Grę przeciwko takim rywalom jak Brazylia młody atakujący odbiera jako wielką naukę i bardzo ważne doświadczenie. Taka rywalizacja daje mu bowiem możliwość robienia postępów.
Jednak ostatnie mecze z Brazylią pokazały, że w szeregi odmłodzonej kadry w końcówkach setów wdziera się zbytnia nerwowość. Jakub Jarosz ma inną teorię. - To nie nerwy, raczej brak ogrania. Kiedy spotykamy się z zespołami pokroju Brazylii, stykamy się z legendami, z wielką filozofią siatkówki. Tacy rywale znają wiele sztuczek, umieją podporządkować sobie piłkę tak, żeby wróciła do nich i by mogli rozwiązać akcję inaczej. My niestety się tego dopiero uczymy - tłumaczy na łamach Super Expressu.
Mówi się jednak, że Jarosz ma duze szanse zostać następcą Mariusza Wlazłego. Sam siatkarz nie chce na razie o tym myśleć. - Gram w Lidze Światowej, nabieram rutyny, staram się robić, co do mnie teraz należy.

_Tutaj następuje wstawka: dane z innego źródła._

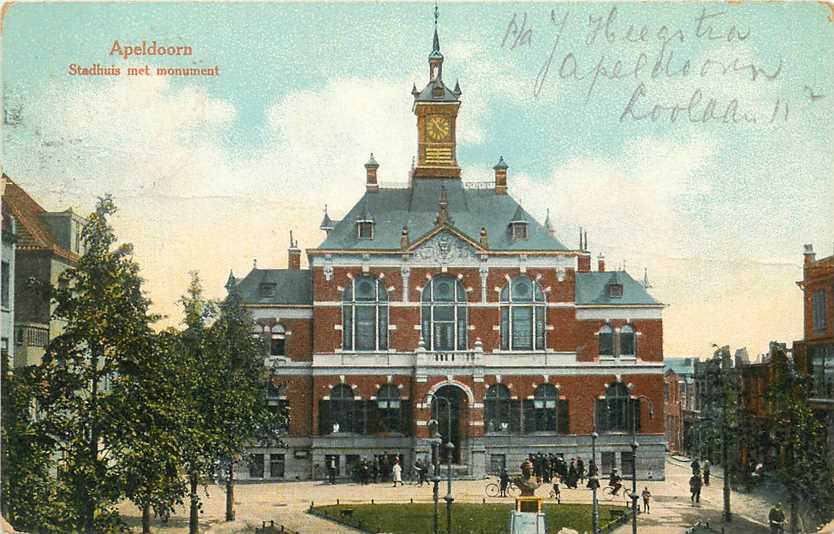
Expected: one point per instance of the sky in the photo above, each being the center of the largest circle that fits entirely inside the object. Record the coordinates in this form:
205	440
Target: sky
211	173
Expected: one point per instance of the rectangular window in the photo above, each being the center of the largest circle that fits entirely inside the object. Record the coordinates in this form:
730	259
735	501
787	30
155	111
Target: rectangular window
497	462
627	461
267	290
819	309
540	328
505	328
278	346
277	465
5	284
256	466
522	328
365	327
366	230
607	463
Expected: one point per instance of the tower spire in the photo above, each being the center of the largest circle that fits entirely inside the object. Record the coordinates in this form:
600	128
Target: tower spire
436	44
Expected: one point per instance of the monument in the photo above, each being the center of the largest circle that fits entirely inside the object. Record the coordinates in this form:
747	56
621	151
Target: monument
528	517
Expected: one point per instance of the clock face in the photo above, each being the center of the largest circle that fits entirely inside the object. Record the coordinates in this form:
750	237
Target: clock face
438	128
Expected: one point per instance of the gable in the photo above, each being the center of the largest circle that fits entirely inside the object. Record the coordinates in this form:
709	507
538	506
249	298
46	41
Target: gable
442	248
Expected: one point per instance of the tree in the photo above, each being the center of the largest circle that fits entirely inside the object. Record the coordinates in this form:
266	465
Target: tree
804	468
29	490
152	450
80	397
222	380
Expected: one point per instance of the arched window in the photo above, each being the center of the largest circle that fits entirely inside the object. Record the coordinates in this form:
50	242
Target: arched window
365	315
606	341
278	341
389	408
497	404
544	402
522	315
341	408
627	341
444	314
615	410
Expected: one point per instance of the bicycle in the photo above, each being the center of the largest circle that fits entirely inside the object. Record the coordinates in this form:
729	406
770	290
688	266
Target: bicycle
493	489
609	495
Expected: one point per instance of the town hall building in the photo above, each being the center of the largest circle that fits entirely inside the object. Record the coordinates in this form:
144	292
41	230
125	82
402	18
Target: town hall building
443	289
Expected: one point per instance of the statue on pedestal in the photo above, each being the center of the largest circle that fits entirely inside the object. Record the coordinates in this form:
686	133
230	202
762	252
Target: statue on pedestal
527	482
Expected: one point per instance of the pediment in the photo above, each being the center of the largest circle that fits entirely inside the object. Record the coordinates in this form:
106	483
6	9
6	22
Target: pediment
444	247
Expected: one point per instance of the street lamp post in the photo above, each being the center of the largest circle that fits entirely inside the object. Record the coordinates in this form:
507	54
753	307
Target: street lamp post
435	459
594	483
450	447
634	445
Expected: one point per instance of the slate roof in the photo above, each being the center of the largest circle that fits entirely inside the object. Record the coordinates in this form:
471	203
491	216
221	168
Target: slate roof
32	231
291	287
684	367
417	207
591	288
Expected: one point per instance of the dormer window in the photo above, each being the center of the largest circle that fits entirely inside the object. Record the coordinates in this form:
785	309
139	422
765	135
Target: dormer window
518	225
365	229
266	290
519	230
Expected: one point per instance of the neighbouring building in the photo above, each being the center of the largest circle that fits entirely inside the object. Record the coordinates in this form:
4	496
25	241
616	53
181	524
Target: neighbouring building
446	300
7	257
684	369
815	353
47	243
673	410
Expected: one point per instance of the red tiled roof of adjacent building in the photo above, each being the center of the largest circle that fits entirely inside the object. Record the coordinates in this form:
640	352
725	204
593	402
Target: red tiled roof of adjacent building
32	231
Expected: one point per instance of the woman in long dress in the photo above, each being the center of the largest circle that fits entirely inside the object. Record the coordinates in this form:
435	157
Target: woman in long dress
397	470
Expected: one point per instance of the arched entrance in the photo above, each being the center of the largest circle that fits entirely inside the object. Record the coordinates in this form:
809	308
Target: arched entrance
452	420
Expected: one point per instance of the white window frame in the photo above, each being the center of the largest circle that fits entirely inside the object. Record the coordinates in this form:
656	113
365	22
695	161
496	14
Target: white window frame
379	291
509	303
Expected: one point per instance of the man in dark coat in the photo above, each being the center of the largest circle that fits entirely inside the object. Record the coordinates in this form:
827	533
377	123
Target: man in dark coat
695	488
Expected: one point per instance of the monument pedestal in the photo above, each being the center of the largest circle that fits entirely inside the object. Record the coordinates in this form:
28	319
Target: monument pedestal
528	517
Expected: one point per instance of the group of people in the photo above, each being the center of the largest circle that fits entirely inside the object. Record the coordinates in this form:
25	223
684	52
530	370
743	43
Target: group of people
699	478
548	466
385	468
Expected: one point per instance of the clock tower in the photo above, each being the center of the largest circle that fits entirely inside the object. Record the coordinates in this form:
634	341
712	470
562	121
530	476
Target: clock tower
436	107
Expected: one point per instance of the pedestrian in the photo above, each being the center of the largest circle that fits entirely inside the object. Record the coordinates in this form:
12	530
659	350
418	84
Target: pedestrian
777	519
331	470
397	470
421	472
572	475
593	481
383	467
695	488
505	481
647	497
557	493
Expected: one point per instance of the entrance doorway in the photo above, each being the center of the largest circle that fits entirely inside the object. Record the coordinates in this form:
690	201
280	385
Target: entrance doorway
451	421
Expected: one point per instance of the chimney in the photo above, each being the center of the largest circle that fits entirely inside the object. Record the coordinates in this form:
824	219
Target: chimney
810	255
294	255
371	184
500	176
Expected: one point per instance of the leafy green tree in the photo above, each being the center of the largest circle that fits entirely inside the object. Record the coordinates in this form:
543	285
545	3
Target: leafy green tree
29	491
151	446
81	401
222	382
804	467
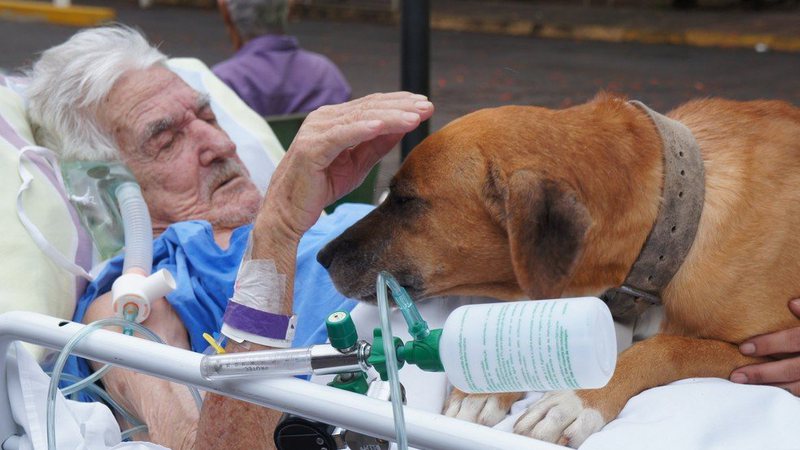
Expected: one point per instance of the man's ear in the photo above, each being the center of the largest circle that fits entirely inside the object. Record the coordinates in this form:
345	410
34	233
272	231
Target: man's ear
547	226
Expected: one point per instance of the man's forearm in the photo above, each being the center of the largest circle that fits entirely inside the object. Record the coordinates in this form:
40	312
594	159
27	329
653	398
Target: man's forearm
234	424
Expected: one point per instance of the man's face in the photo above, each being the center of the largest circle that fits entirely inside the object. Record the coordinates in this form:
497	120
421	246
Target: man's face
169	138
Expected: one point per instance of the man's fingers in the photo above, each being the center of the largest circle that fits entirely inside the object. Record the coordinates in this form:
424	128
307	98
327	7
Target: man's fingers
782	371
367	108
785	341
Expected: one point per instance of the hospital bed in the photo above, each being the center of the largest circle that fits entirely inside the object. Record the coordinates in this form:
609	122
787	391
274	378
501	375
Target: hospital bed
698	413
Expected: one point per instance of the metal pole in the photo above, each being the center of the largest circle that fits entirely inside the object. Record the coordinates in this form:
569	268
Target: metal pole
334	406
415	60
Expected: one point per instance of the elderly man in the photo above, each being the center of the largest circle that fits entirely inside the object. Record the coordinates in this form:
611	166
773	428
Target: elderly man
270	71
106	94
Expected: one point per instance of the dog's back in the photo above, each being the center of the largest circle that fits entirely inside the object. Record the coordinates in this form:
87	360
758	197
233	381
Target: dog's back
743	266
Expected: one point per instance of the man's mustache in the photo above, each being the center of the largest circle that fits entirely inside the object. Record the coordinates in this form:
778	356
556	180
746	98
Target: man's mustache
221	172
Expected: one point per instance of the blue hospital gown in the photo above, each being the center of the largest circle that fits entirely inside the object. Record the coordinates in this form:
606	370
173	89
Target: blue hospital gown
205	274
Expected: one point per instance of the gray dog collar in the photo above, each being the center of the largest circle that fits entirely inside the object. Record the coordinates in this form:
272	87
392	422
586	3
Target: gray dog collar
675	227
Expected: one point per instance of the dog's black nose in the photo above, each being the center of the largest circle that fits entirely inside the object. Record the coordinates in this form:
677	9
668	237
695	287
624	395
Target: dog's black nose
325	256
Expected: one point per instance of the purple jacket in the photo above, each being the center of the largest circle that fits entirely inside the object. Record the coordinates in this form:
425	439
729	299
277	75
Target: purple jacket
274	76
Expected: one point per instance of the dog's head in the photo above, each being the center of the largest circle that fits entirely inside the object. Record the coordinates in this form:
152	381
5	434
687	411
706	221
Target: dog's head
485	206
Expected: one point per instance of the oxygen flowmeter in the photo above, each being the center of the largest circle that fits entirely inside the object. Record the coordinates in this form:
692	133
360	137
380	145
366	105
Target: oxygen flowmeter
496	347
487	348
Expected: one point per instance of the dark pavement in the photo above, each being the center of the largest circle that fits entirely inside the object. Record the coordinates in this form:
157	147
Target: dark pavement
477	70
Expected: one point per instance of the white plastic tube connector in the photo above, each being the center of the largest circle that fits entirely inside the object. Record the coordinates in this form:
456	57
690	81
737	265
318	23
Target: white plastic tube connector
138	290
134	287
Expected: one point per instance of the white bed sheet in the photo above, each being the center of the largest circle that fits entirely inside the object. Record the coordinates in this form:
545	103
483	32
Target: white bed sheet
703	413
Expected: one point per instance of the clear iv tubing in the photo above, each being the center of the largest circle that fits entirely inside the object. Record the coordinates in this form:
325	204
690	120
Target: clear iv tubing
99	394
62	360
384	279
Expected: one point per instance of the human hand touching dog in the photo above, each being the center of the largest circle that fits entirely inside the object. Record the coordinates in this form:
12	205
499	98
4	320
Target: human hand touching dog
784	373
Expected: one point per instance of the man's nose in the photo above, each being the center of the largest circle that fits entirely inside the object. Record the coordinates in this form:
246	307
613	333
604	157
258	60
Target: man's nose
213	142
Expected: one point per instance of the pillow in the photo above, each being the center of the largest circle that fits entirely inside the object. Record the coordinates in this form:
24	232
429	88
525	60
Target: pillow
29	279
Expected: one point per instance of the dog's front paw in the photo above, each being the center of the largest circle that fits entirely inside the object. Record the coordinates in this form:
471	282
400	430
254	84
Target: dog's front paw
485	409
560	417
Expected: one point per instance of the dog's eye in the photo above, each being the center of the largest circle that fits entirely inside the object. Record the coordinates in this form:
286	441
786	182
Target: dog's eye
401	200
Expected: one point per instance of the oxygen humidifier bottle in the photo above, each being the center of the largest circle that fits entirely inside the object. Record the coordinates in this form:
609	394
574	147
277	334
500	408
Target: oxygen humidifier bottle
540	345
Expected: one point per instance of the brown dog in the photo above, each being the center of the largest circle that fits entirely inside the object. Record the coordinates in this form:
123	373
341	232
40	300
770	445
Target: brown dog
525	202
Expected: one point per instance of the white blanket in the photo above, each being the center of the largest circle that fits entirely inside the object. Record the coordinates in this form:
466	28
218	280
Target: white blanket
80	426
699	413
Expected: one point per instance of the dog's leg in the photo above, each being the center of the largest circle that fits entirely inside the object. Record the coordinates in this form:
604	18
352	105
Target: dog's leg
485	409
569	417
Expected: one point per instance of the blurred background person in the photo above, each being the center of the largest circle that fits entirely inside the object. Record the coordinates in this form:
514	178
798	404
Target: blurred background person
270	71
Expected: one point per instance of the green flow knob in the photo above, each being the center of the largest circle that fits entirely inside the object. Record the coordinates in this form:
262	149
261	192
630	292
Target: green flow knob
341	330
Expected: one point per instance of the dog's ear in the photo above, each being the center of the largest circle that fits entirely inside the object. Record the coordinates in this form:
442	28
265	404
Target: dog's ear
547	226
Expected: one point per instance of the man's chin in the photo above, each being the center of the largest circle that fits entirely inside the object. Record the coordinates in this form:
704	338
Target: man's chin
234	206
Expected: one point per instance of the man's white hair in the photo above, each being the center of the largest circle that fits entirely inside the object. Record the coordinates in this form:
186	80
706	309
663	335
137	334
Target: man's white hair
70	80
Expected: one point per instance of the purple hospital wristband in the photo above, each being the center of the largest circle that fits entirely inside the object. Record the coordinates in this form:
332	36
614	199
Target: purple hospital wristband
261	323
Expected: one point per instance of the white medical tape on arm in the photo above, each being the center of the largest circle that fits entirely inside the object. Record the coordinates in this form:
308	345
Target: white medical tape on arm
254	312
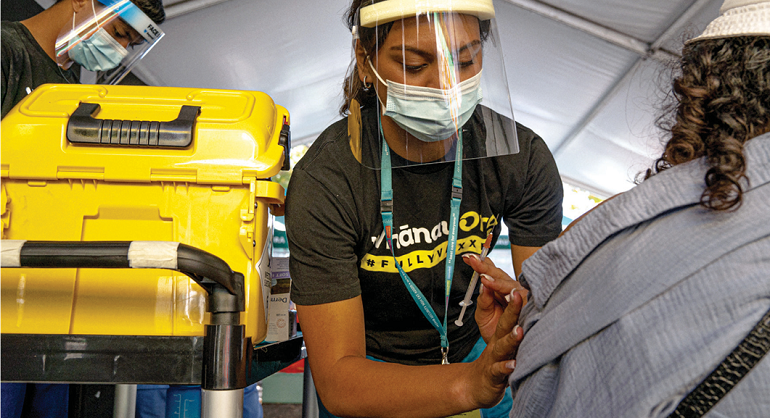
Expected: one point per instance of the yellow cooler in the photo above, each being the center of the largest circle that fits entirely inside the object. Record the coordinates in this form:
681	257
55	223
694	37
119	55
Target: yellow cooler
139	164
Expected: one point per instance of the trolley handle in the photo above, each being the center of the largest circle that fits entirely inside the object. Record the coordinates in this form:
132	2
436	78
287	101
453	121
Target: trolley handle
83	128
224	286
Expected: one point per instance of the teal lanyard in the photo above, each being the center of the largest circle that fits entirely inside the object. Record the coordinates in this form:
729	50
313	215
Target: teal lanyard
386	208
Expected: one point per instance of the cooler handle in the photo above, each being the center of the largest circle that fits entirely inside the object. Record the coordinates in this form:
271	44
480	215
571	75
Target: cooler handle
83	128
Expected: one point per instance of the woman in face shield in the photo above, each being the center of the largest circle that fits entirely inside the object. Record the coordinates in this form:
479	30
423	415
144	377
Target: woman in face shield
391	206
108	36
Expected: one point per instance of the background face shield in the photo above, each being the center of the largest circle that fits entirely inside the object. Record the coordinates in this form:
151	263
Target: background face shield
434	73
131	35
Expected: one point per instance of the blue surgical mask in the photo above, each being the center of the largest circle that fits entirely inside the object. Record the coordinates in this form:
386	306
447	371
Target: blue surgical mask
99	52
425	113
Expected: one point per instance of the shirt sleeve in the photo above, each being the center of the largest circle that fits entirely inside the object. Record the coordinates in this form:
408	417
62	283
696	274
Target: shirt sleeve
323	263
536	218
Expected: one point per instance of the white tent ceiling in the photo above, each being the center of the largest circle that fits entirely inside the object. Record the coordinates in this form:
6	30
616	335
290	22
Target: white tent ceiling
587	75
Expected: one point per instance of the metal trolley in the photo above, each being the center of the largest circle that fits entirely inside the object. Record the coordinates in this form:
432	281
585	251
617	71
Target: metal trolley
222	361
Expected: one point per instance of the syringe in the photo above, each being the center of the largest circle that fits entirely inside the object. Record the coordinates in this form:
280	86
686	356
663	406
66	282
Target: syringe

A to, co się dzieje wokół Mariusza i dyskusje, kto będzie jego następcą, to zupełnie inne sprawy, nad którymi się nie zastanawiam. Wolę, żeby to było poza mną - twierdzi młody zawodnik.
Bardzo cenne są dla debiutantów wskazówki, jakie otrzymują po meczach. Dla Jakuba Jarosza ważne są sugestie ojca, Macieja Jarosza. - Czasami krytykuje, ale robi to w dobrej intencji, chcąc mnie wspierać, a nie dodatkowo stresować. Jeśli mecz był dobry, to pochwali, ale nawet jak poszło nieźle, zawsze wynajdzie jakieś wpadki. Odczuwam to tak, że próbuje mi przede wszystkim pomóc, poradzić, podtrzymać na duchu. Bo nigdy nie jest tak dobrze, by nie mogło być lepiej - kończy Jarosz junior.